ORDER : RAJIV SHARMA, J. 1. Memorandum was served upon the petitioner vide Annexure A-1 dated 8.3.2004, under rule 16 of the Central Civil Services (Control, Classification and Appeal) Rules, 1965 (hereinafter referred to as 'Rules' for brevity sake). The gist of the charges levelled against the petitioner was that though he was transferred, vide order dated 10.1.2003, but he did not join his duties till 27.2.2004. Petitioner filed reply to the same, vide Annexure A-2 dated 23.3.2004. The Additional Director Health Services conducted inquiry against the petitioner and submitted the report to the Disciplinary Authority on 20.8.2004. Petitioner was called upon to explain within 15 days his position on 8.9.2004. Petitioner filed reply vide Annexure A-6 on 18.12.2004. The Disciplinary Authority imposed the penalty of withholding of two increments with cumulative effect, under rule 11 of the Rules on 11.4.2005. 2. Mr. M.L. Sharma has strenuously argued that in case the major penalty was to be imposed upon his client, regular inquiry was required to be conducted as per the provisions of rule 14 of the Rules. 3. Mr. Vikas Rathore has supported the order dated 11.4.2005. 4. I have heard the learned counsel for the parties and have perused the pleadings meticulously. 5. Rule 16 of the Rules lays down the procedure for imposing minor penalties. Sub-rule 1-A was also inserted in rule 16 vide notification dated 20.4.1968. It reads thus: "(1-A) Notwithstanding anything contained in clause (b) of sub-rule (1), if in a case it is proposed after considering the representation, if any, made by the Government Servant under clause (a) of that sub-rule, to withhold increments of pay and such withholding of increments is likely to affect adversely the amount of pension payable to the Government Servant or to withhold increments of pay for a period exceeding three years or to withhold increments of pay with cumulative effect for any period, an inquiry shall be held in the manner laid down in sub-rules (3) to (23) of Rule 14, before making any order imposing on the Government Servant any such penalty.
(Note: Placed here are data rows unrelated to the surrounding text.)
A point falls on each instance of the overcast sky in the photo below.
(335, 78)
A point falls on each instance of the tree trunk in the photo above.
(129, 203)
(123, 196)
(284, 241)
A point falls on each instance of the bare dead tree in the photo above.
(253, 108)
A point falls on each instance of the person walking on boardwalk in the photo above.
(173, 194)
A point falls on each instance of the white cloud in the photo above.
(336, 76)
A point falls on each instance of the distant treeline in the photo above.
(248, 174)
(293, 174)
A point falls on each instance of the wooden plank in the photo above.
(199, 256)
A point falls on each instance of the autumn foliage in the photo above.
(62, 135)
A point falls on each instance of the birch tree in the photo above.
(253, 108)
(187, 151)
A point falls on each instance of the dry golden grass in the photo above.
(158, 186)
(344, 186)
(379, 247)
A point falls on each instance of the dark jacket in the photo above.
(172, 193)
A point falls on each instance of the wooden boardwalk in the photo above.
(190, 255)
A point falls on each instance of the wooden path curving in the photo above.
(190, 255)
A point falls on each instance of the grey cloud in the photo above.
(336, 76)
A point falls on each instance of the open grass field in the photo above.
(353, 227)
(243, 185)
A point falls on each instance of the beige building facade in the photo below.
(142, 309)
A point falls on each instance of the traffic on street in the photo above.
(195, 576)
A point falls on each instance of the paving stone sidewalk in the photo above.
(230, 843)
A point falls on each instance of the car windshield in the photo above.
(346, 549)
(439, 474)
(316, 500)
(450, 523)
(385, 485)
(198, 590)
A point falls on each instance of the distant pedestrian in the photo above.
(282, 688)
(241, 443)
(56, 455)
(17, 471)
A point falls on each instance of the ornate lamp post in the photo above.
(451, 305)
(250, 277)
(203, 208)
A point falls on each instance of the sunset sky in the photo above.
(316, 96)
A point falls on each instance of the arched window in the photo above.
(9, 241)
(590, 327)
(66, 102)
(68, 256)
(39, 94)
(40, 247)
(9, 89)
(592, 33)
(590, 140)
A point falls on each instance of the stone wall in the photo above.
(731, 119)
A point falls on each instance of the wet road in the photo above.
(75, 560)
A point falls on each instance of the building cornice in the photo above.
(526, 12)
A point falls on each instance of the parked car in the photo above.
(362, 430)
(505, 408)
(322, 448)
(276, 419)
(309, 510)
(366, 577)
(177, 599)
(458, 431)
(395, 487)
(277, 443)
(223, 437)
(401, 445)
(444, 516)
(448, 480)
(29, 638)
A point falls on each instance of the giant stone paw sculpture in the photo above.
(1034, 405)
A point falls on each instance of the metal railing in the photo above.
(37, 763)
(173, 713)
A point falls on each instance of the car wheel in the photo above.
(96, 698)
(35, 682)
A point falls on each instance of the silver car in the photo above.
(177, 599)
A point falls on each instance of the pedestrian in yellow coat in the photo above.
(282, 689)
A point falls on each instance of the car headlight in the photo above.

(2) The record of the proceedings in such cases shall include (i) a copy of the intimation to the Government Servant of the proposal to take action against him; (ii) a copy of the statement of imputations of misconduct or misbehaviour delivered to him; (iii) his representation, if any; (iv) the evidence produced during the inquiry; (v) the advice of the Commission, if any; (vi) the findings on each imputation of misconduct or misbehaviour; and (vii) the orders on the case together with the reasons therefor." 6. It is clear from the language in sub-rule 1-A of rule 16 that in case of withholding increments of pay with cumulative effect for any period, an inquiry is to be held in the manner laid down in sub-rules (3) to (23) of Rules 14. In the instant case, no inquiry as per rule 14 has been held and in view of sub-rule 1-A of rule 16, the major penalty could not be imposed without holding regular inquiry. 7. In the instant case, memorandum was issued to the petitioner under rule 16. He has furnished the reply to the same. Inquiry Officer was appointed. He has furnished the reply to the Disciplinary Authority on 20.8.2004. Thereafter, the petitioner has been given opportunity to explain his position vide Annexure A-6. He has furnished the reply, as noticed above, on 18.12.2004. The Disciplinary Authority has imposed the penalty of withholding of two increments with cumulative effect. The imposition of penalty of withholding of two increments with cumulative effect is a major penalty. The major penalty could only be imposed upon the petitioner after holding regular inquiry as visualised under rule 14 of the Central Civil Services (Classification, Control and Appeal) Rules, 1965. 8. Their Lordships of the Hon'ble Supreme Court in Kulwant Singh Gill v. State of Punjab, 1991 Supp (1) SCC 504 while construing Punjab Civil Services (Punishment and Appeal) Rules, 1970 have held that imposition of penalty of stoppage of two increments with cumulative effect without conducting regular enquiry as enjoined by Rules 8 and 9 of the Rules was illegal. Their Lordships of the Hon'ble Supreme Court have further held that mere service of show cause notice preceding the order imposing penalty was not enough. Their Lordships have held as under: "4. Withholding of increments of pay simplicities undoubtedly is a minor penalty within the meaning of Rule 5(iv).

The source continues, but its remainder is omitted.